Ce que ces mécanismes ont en commun

  • Porte à trois états (ouverte / corde / fermée) — Où : Sydney · Ce qu'elle résout : Dire non sans parler
  • Contrat de consentement + équipe de vigilance — Où : Berlin · Ce qu'elle résout : Seules les personnes qui connaissent les règles entrent, et quelqu'un surveille
  • Interdiction des caméras — Où : Berlin, Londres · Ce qu'elle résout : Aucun moyen de pression après coup
  • Noms de code, pas d'échange de coordonnées — Où : Hong Kong · Ce qu'elle résout : Rien ne fuite en dehors de la soirée
  • Mot de sécurité — Où : 40,9 % des répondants allemands · Ce qu'il résout : « Arrête vraiment » reste distinct du jeu de rôle
  • Contrôle et parrainage — Où : Swingathon (Royaume-Uni) · Ce qu'il résout : Ceux qui ne connaissent pas les règles n'entrent jamais

La réponse de ZAVOS : le bracelet

La communauté ZAVOS de Séoul traite cette question depuis plus de vingt ans, et sa réponse se trouve au poignet. Lors des rencontres, chaque participant porte un bracelet lumineux. Sa couleur indique ce à quoi vous êtes ouvert en ce moment précis. Vous pouvez la changer à tout moment, et tout ce que le bracelet ne dit pas n'est pas autorisé. C'est la règle de la porte de Sydney, attachée à une personne plutôt qu'à une pièce.
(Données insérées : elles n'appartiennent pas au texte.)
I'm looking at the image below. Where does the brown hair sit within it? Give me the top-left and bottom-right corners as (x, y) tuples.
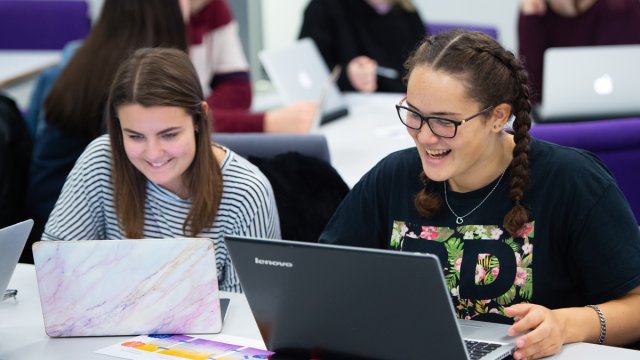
(405, 30), (531, 236)
(106, 48), (222, 238)
(44, 0), (187, 138)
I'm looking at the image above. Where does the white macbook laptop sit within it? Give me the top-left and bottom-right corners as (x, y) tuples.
(33, 238), (228, 337)
(258, 38), (348, 124)
(0, 220), (33, 296)
(535, 45), (640, 122)
(225, 236), (515, 360)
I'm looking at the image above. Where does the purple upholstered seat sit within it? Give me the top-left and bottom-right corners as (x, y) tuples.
(426, 22), (498, 40)
(531, 118), (640, 223)
(0, 0), (91, 50)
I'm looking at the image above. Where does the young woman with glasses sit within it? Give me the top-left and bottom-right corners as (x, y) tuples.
(518, 0), (640, 103)
(321, 31), (640, 359)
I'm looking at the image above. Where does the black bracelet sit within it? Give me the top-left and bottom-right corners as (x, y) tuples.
(586, 305), (607, 345)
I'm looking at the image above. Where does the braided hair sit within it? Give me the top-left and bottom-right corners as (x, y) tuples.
(405, 30), (531, 236)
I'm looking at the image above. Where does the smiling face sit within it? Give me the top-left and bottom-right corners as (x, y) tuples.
(117, 104), (196, 198)
(407, 65), (509, 192)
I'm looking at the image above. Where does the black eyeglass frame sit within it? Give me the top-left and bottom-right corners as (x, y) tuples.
(396, 97), (495, 139)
Une règle prime sur chaque bracelet : « non » veut dire « stop », immédiatement. Aucune explication exigée, aucune deuxième demande. Les trois affaires d'Helsinki ont échoué parce que la question a été posée après coup. La règle ZAVOS pose la question au préalable et rend la réponse visible dans la pièce. En plus de cela : les résultats de dépistage des IST vérifiés à la porte et détruits sur place, aucune caméra, sélection des membres.

Questions fréquentes

Si je dis non, est-ce que ça s'arrête vraiment ? Dans les cas ci-dessus, les établissements avec des règles se sont arrêtés ; ceux qui n'en avaient pas ont fait l'actualité. Ce qui les distinguait n'était pas tant l'existence de règles que le fait que quelqu'un — une équipe de vigilance, du personnel de surveillance — les faisait respecter.

Et si j'ai consenti puis change d'avis ? La loi française et chaque règlement intérieur cité ici donnent la même réponse : le consentement est révocable. Au moment où vous ne pouvez plus le retirer, ce n'est plus du consentement.

Un signalement aboutira-t-il à quelque chose ? Helsinki montre à quel point c'est difficile. Dans une pièce sombre avec plusieurs personnes, l'auteur ne peut souvent pas être identifié. C'est pourquoi les mécanismes préalables comptent plus que les signalements après coup.

L'anonymat n'est-il pas plus dangereux ? L'anonymat protège votre vie en dehors de la soirée. La sécurité à l'intérieur de la soirée relève de la sélection et du règlement intérieur. Ce sont deux problèmes distincts.

Les sources sont liées dans le texte.